И тут на улице появился какой-то долговязый, явно уже взрослый парень хулиганистого типа. Уже заработан первый рубль и выкурена первая папироска, уже мужики подносят ему как равному. И гордость распирает его. "Эй вы, сопляки! — кричит он, — Смотрите, как надо!" Один раз качнувшись и, вытянув вперёд свои прямые как оглобля ноги, на лету придерживая рукой кепку, парень легко перелетает рекордную отметку. "Вот!

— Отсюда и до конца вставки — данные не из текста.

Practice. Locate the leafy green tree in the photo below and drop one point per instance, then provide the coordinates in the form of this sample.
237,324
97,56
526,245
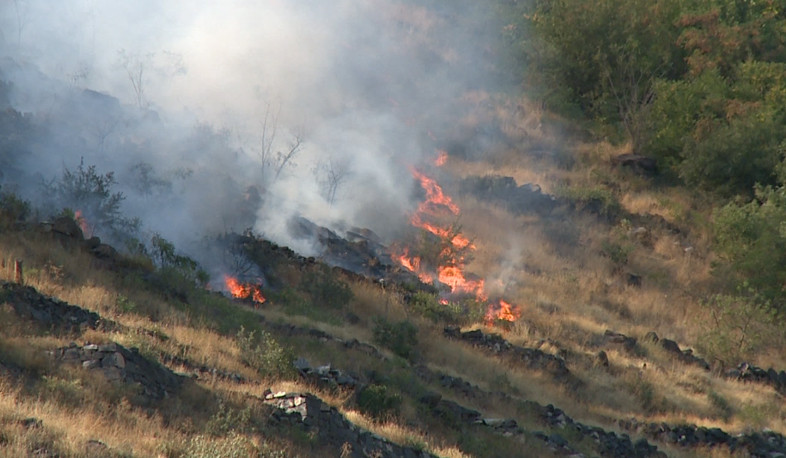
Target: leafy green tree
609,54
750,239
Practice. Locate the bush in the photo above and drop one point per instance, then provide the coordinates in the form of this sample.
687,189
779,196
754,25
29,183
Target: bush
400,338
325,289
89,192
263,353
13,210
464,312
379,402
594,199
741,326
751,239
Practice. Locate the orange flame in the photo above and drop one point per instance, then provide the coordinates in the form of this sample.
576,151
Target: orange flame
452,273
502,311
244,290
442,158
434,194
82,222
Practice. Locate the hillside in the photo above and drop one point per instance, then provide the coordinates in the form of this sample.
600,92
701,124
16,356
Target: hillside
404,253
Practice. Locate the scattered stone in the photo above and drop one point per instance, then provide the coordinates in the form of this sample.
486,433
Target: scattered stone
758,444
628,343
531,357
686,356
748,373
50,313
120,364
639,164
316,417
602,359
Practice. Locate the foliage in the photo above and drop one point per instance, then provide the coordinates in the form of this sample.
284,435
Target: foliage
741,326
263,353
606,55
233,446
379,401
226,419
462,312
164,254
751,238
90,192
400,338
595,199
13,210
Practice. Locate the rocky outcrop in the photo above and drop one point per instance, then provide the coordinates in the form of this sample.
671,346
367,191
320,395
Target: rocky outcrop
120,364
609,443
326,422
748,373
326,376
639,164
532,358
503,190
759,444
354,344
50,313
670,346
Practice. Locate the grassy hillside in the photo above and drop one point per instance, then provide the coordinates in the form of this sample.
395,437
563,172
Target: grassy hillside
614,253
560,292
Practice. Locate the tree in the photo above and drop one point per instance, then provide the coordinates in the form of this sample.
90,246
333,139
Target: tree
608,54
90,192
272,159
330,174
135,66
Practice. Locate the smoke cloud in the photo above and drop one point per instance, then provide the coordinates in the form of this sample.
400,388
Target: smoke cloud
196,105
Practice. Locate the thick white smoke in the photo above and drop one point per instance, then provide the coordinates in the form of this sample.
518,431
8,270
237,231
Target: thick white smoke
195,104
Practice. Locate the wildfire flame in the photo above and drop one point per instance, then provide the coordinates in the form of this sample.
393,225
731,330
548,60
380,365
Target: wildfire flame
241,290
502,311
82,222
452,272
442,158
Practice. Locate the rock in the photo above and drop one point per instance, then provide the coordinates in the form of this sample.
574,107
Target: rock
602,359
639,164
68,227
628,343
670,345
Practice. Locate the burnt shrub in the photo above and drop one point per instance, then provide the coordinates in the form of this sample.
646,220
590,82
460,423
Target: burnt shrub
401,338
379,401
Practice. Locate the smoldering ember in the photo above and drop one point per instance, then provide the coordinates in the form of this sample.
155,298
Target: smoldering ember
392,228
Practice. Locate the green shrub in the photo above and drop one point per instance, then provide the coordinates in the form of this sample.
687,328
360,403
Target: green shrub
463,312
594,199
263,353
741,326
400,338
325,289
90,192
227,419
13,210
379,401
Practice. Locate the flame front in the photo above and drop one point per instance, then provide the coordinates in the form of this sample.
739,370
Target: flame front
502,311
82,222
241,290
451,273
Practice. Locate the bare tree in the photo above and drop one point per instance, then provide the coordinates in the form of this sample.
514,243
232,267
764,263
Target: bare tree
330,175
135,66
280,159
22,10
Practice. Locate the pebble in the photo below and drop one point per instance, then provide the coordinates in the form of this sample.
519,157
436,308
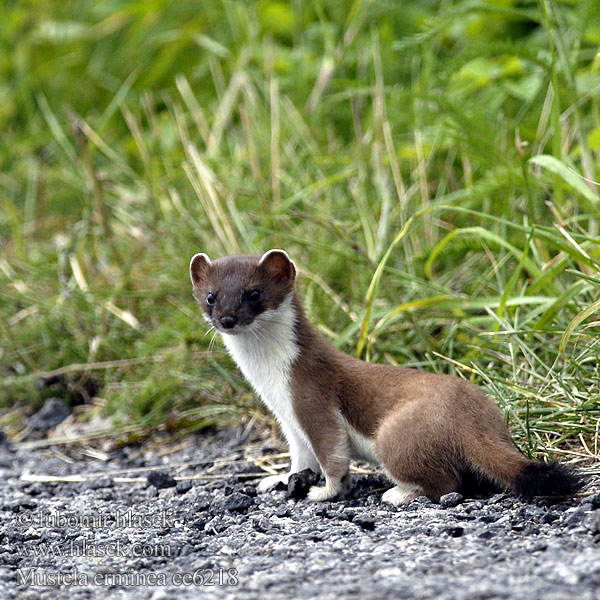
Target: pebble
278,545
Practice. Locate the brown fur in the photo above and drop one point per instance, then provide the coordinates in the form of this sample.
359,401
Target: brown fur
428,430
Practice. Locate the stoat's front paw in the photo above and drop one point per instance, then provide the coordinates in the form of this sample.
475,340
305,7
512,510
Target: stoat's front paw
271,481
320,493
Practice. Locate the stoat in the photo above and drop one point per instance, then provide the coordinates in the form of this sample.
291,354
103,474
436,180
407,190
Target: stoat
429,432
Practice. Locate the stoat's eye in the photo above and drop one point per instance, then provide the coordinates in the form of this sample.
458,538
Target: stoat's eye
254,295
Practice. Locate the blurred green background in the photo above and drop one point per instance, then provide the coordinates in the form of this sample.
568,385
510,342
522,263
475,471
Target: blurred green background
429,165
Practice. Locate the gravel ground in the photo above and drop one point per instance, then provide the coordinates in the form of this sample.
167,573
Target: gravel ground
157,533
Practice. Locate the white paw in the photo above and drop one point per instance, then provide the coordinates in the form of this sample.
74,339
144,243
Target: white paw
271,481
402,494
321,493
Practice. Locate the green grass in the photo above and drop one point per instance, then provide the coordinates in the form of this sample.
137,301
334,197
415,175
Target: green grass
429,166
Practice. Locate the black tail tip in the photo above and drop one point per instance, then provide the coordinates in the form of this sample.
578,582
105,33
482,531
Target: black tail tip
547,479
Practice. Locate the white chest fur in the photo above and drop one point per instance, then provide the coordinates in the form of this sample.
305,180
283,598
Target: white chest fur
265,353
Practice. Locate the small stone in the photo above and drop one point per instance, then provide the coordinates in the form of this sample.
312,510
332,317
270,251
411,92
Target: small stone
454,531
184,486
50,415
451,500
160,480
300,483
364,522
262,524
238,502
282,511
592,501
99,483
592,523
575,518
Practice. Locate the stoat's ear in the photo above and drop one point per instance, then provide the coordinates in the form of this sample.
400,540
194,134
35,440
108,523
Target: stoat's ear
278,264
200,265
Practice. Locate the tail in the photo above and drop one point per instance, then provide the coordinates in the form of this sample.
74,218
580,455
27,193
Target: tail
502,463
546,479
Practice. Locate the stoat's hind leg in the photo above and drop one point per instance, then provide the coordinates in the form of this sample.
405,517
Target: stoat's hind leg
402,493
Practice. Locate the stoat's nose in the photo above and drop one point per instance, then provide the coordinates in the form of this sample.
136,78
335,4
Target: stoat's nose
228,322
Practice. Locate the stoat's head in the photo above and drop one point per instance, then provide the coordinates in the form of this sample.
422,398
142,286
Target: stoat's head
235,291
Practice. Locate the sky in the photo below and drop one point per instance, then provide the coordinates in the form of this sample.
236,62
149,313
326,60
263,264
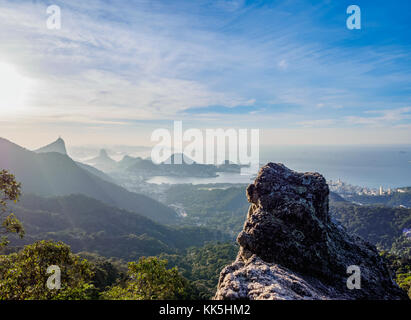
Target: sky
117,70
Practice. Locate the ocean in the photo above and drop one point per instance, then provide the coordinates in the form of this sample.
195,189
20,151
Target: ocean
368,166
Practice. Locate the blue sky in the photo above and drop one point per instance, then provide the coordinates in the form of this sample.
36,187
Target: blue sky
119,69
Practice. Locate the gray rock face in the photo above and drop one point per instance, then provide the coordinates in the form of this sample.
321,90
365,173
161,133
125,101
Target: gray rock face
291,249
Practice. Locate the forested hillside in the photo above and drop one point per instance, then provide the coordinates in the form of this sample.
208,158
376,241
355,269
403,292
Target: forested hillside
87,224
55,174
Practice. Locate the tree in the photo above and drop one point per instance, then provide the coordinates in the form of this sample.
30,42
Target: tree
9,191
23,275
149,279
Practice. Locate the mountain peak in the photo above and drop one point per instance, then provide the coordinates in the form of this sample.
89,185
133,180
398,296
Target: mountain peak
58,146
103,153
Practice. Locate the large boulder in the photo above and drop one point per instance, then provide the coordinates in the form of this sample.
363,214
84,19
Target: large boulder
290,248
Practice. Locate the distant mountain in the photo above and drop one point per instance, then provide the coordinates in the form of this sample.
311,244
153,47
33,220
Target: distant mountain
95,171
378,224
127,161
90,225
57,146
103,162
55,174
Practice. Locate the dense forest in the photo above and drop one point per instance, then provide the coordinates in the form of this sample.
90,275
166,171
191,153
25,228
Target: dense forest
111,253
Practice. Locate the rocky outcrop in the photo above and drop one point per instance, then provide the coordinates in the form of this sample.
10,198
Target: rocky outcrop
290,248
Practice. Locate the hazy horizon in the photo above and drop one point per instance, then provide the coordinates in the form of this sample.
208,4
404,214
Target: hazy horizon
291,69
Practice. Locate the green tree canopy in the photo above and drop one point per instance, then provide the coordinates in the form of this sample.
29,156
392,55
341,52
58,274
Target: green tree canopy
23,275
9,191
149,279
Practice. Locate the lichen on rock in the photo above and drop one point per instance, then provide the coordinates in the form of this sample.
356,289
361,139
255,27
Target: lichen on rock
290,248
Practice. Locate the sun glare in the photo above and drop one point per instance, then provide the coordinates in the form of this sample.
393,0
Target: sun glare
13,90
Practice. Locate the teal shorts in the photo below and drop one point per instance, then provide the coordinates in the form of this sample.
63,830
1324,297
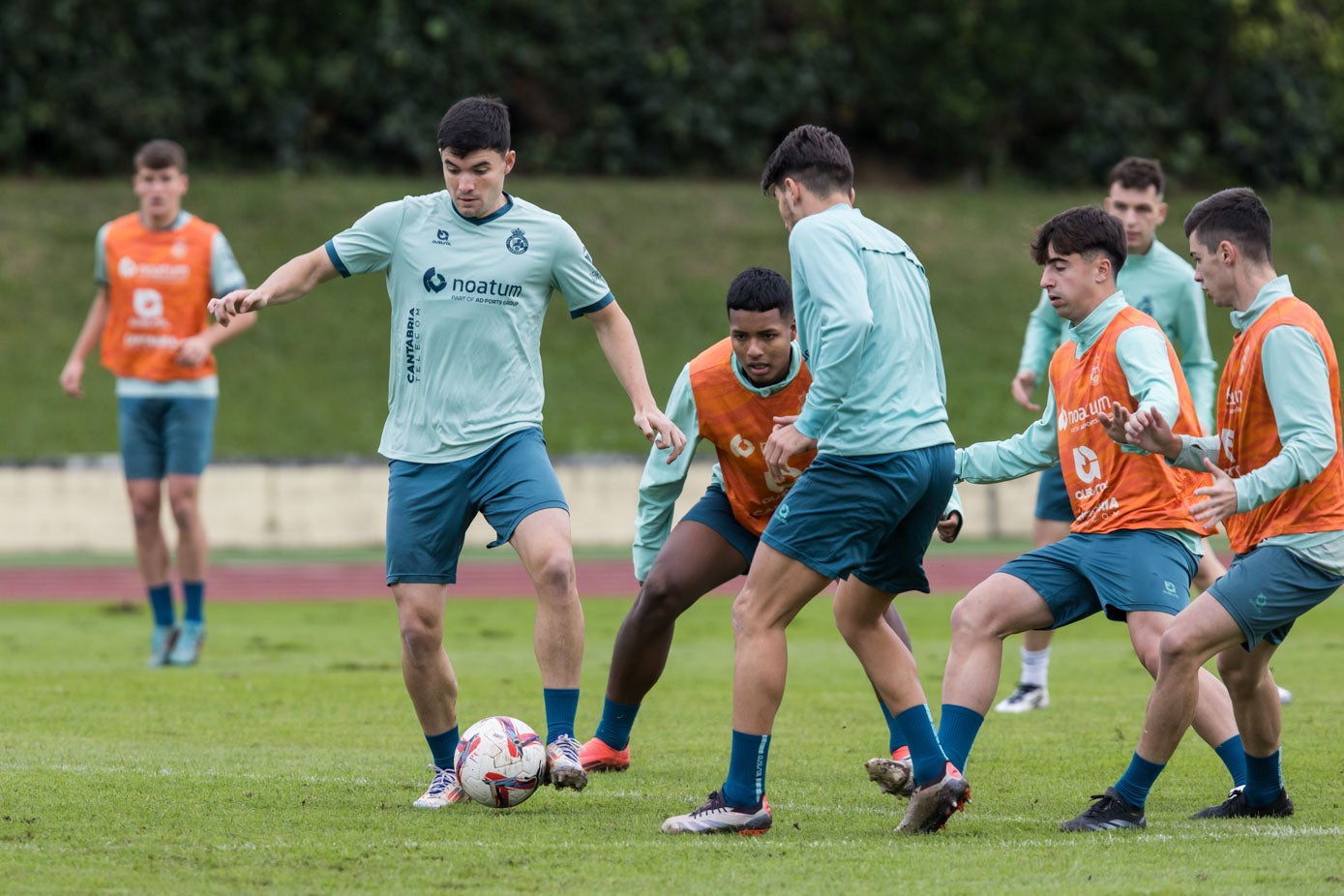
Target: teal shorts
1117,573
1053,495
870,516
1268,588
165,435
715,512
429,505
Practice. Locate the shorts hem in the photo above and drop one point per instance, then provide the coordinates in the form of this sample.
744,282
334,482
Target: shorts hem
421,578
522,515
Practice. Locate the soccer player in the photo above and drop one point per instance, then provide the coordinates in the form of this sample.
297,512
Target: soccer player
1278,490
469,273
866,508
155,269
1160,284
730,395
1133,544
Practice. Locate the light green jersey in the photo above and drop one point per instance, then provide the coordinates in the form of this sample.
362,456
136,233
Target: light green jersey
468,300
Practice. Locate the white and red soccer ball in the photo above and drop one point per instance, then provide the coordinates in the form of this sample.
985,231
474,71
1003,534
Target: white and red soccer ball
499,762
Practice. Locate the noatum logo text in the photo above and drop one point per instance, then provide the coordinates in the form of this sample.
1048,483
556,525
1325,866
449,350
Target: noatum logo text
486,287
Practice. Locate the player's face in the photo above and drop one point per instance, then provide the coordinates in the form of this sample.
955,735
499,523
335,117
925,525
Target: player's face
476,180
1211,273
160,191
761,344
1070,281
1141,211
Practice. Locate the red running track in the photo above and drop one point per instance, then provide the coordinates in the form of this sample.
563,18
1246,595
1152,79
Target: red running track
355,581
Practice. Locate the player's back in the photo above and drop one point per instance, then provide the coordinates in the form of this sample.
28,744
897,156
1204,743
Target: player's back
897,395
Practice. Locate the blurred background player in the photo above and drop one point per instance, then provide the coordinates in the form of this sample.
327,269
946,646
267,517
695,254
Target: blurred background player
156,269
730,395
866,508
1278,488
1160,284
463,424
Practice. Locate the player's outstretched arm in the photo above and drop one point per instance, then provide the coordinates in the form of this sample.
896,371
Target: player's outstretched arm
1023,387
615,336
293,280
72,375
1150,430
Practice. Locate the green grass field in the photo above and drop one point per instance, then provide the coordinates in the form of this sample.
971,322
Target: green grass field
287,762
312,379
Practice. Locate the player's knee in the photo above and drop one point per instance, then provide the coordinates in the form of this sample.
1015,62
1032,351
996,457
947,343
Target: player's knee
1177,647
553,577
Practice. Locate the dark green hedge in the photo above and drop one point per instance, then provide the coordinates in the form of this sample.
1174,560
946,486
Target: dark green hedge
1247,90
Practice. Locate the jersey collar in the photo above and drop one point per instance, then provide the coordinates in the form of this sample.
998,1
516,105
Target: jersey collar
503,210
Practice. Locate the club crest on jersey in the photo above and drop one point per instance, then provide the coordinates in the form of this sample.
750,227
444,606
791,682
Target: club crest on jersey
434,283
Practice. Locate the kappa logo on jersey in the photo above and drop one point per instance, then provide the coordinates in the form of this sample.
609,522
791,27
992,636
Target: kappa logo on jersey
1085,415
1087,463
413,345
434,283
148,305
128,269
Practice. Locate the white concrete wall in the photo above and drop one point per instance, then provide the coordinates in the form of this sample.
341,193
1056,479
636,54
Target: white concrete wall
81,505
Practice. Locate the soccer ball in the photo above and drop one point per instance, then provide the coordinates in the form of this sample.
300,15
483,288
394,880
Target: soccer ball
499,762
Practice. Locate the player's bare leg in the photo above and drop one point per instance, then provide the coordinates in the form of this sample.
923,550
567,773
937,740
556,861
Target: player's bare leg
543,543
1212,718
776,590
184,502
1032,691
1001,606
151,546
427,670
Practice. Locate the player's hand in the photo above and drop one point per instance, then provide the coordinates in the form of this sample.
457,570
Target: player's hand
70,377
662,432
1220,498
237,303
1023,386
784,443
193,351
1115,425
1150,430
949,526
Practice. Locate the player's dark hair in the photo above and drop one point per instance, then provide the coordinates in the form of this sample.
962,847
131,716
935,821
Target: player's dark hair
1237,215
1137,172
761,289
812,156
476,123
1085,231
159,155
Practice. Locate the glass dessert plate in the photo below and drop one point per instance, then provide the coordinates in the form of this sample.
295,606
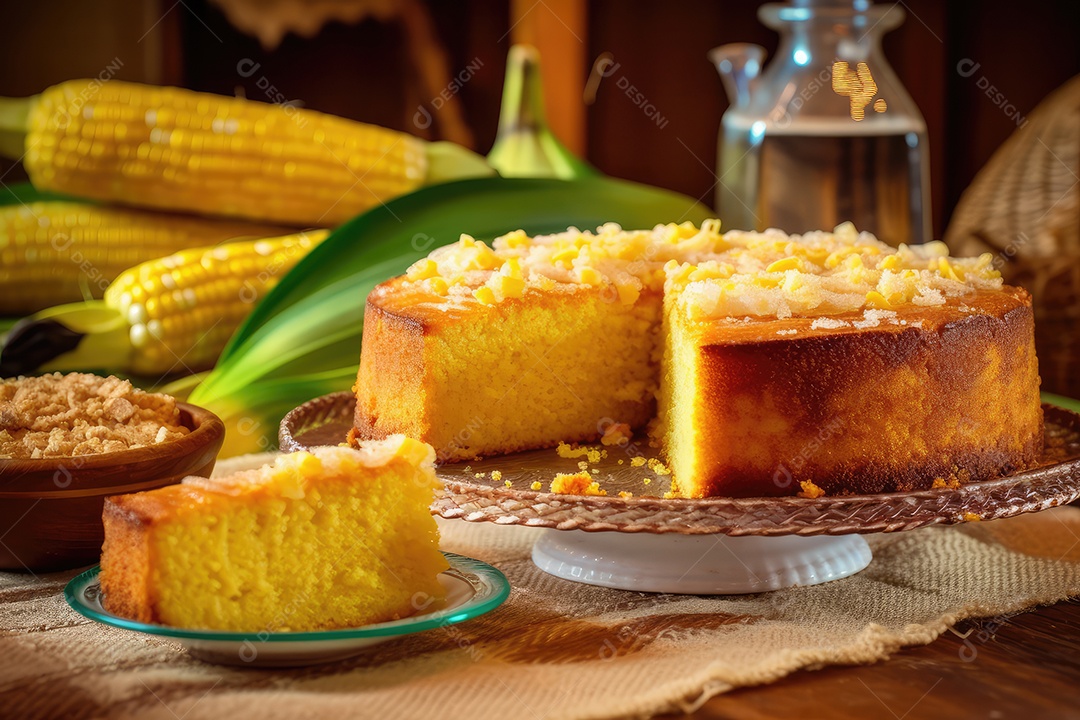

Учитесь!", — плевком он обозначает своё место приземления, потом нагибается и загребает своими ручищами все "кореши" сразу, беззастенчиво рассовывает их по карманам, выбирает самое большое яблоко и откусывает, брызгая соком.
"Эй ты, Петух! — возмущённо крикнул бойкий мальчуган. — Мы с тобой играть не хотим! Отдавай наши "кореши", а то Ваську скажу и получишь!". "Чего, чего? — отозвался наглый парень. — Да я твоего Васька ещё в прошлом году на скирдовке гонял". "Петух, петух! — не находил слов обиженный мальчик, — ты на яйцах протух". Долговязый пытается схватить дерзкую мелкоту, но тот уворачивается от него и бежит прочь, "На яйцах протух!" несётся на всю деревню.
"Ах вы, сопляки!" — рычит разъярённый парень, но все уже бегут в разные стороны. На улице остаюсь один только я. Оглядывая мою нездешнюю внешность, оскорблённый парень спрашивает меня: "А ты чего здесь стоишь, сопляк?" "Я не сопляк и тебя не боюсь", — подавив робость, отвечаю я. Тот удивился: "Ну, если так, то держи", — и протянул мне яблоко. "Не надо мне его, ешь его сам". "Ишь ты, сопля! — произносит своё коронное слово он. — Все вы, сопляки, одинаковые".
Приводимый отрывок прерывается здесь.